Segregated life in Saudi is still not easy. Especially as a woman who does not live in the country, I sometimes find it frustrating to constantly be interrupted by figuring out where to sit, or having to rely on someone else to drive me to the place I’m going. Also, Saudi society has started to develop its own list of problems and complications that many Saudi youth are now trying to find solutions to. However, the problem is far from being the old cliché of a suppressed, covered woman always in the shadow of a ruthless, selfish man. A closer look at the society exposes a whole new set of issues that are by far more real and more pressing.
The Controversial Vote
With the image of the covered Saudi woman and her imaginary male escort still fresh in Reid’s mind, she concluded her piece with a reflection on women’s rights in Saudi Arabia, with special attention to voting. She commented that if women were allowed to vote in the 2009 elections, it would be a “revolution.”
“What revolution? We have an existing problem with the voting system itself! Even men suffer from inequality in this regard,” Hoda giggled. “Did everyone forget that we live under the most tyrannical monarchy in the region? Focusing on voting as the sign of women’s liberation is laughable. It simply does not apply.”
She added, “This country needs serious human development, good education, more social awareness and cohesion, and professional training in order to reach a phase in which voting is actually efficient and effective.”
How Far Can Labels Go?
Reid’s reflection story promises problematic reporting. Because it is an opinion piece, Reid has unknowingly given her prejudice so much liberty that she easily used terms and labels that are culturally offensive. She equaled herself to Australian imam Taj Din Al-Hilali when he labeled women who did not wear the hijab as “uncovered meat,” which was equally offensive.
“It’s about what people are culturally used to and how they conduct their lives accordingly,” said Nadia El-Awady, a half-Egyptian, half-American journalist. “In some beaches I see topless European women tanning or having cocktails with great ease, an uncomfortable scene for any person who is not used to nudity. It’s the same feeling others get when they see women covered head to toe, which is an opposite extreme. In the end it is what each of those women is culturally used to.”

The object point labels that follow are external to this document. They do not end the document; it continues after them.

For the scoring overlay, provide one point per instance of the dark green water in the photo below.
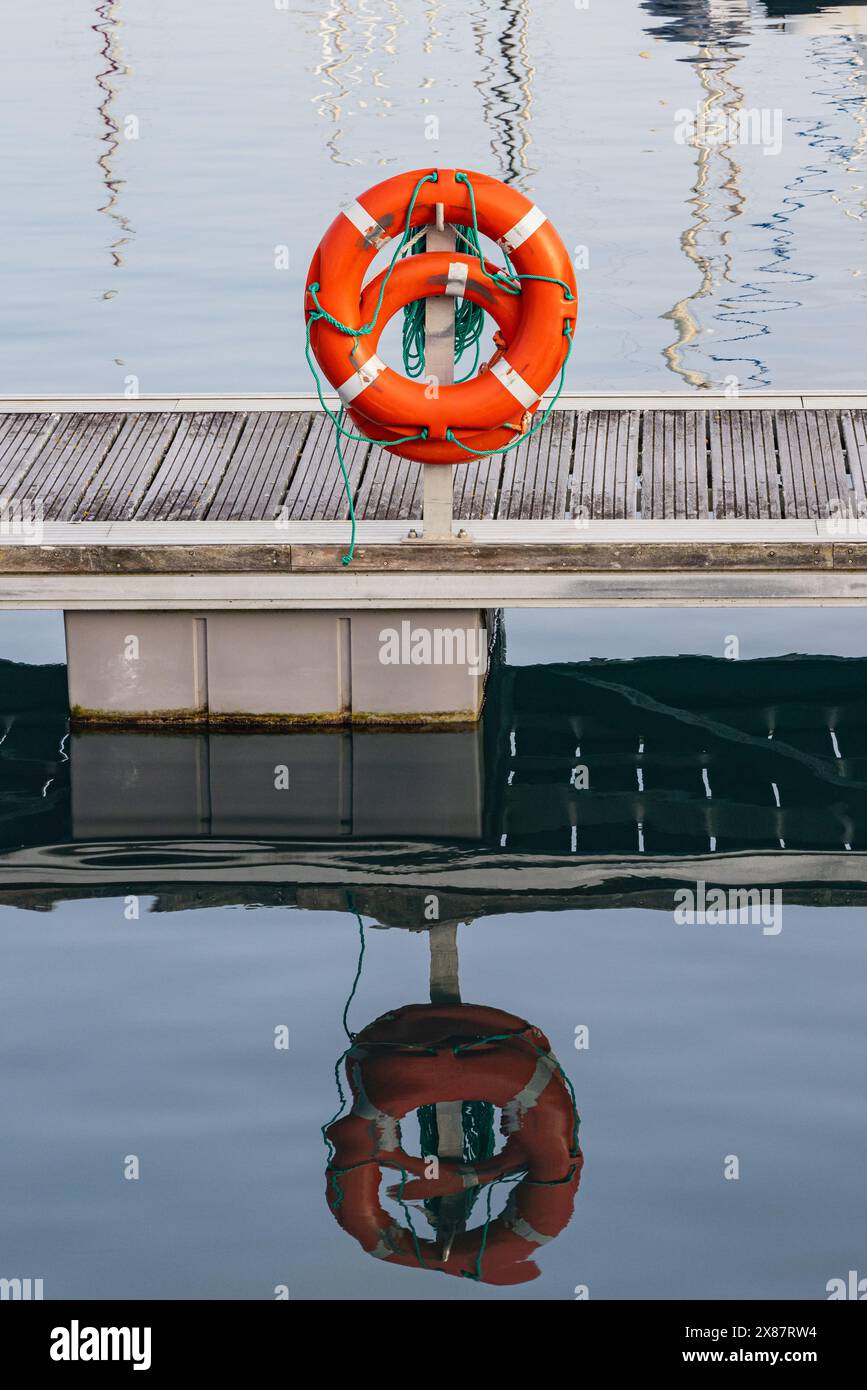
(166, 913)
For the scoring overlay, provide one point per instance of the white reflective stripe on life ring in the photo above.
(524, 228)
(457, 278)
(373, 231)
(514, 382)
(360, 380)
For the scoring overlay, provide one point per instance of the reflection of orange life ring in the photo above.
(491, 409)
(430, 1054)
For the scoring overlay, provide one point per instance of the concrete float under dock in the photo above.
(193, 512)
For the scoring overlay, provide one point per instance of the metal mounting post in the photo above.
(438, 506)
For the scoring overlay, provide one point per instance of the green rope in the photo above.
(468, 317)
(468, 330)
(539, 424)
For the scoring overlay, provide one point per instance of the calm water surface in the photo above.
(154, 1036)
(157, 157)
(156, 160)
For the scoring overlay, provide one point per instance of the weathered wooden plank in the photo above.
(22, 438)
(828, 460)
(600, 463)
(391, 488)
(674, 470)
(796, 464)
(420, 558)
(186, 481)
(492, 558)
(117, 488)
(263, 466)
(477, 488)
(584, 456)
(853, 426)
(535, 476)
(317, 491)
(71, 455)
(621, 502)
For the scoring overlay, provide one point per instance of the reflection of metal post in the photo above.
(445, 984)
(439, 363)
(445, 988)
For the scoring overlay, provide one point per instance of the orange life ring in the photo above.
(496, 405)
(428, 1054)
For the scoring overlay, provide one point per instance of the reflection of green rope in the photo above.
(477, 1122)
(468, 327)
(343, 1055)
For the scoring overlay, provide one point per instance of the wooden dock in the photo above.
(213, 502)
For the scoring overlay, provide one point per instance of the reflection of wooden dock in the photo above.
(737, 773)
(166, 502)
(392, 883)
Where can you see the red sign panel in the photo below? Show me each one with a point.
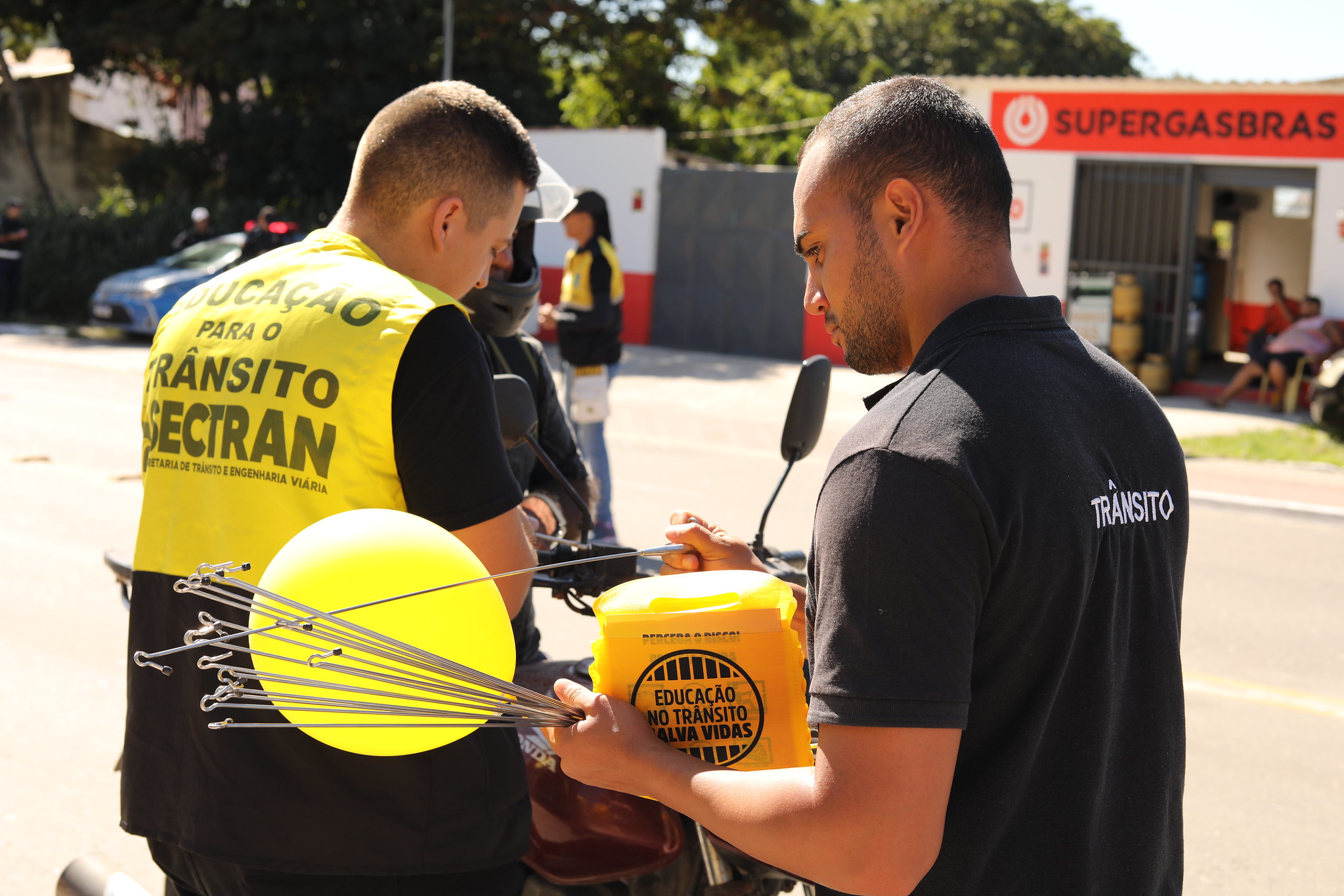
(1210, 124)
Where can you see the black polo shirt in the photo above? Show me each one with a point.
(999, 547)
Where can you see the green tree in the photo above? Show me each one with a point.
(851, 43)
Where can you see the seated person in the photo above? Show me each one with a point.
(1311, 336)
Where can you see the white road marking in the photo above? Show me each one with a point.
(1264, 695)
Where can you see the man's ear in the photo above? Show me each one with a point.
(449, 219)
(901, 210)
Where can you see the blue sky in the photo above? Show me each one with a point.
(1233, 39)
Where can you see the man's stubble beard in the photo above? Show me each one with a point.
(874, 336)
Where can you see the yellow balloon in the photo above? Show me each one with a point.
(363, 555)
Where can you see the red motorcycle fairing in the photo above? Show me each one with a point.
(584, 834)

One of the key skills journalists often feel compelled to learn at the very beginning of their career is the ability to detach themselves from their personal prejudices and cultural standards, to be able to take a clear and pure look at everything new a foreign society has to offer them. The further journalists manage to go down that path, the more they will be able to mirror what they find as accurately and as credibly as possible.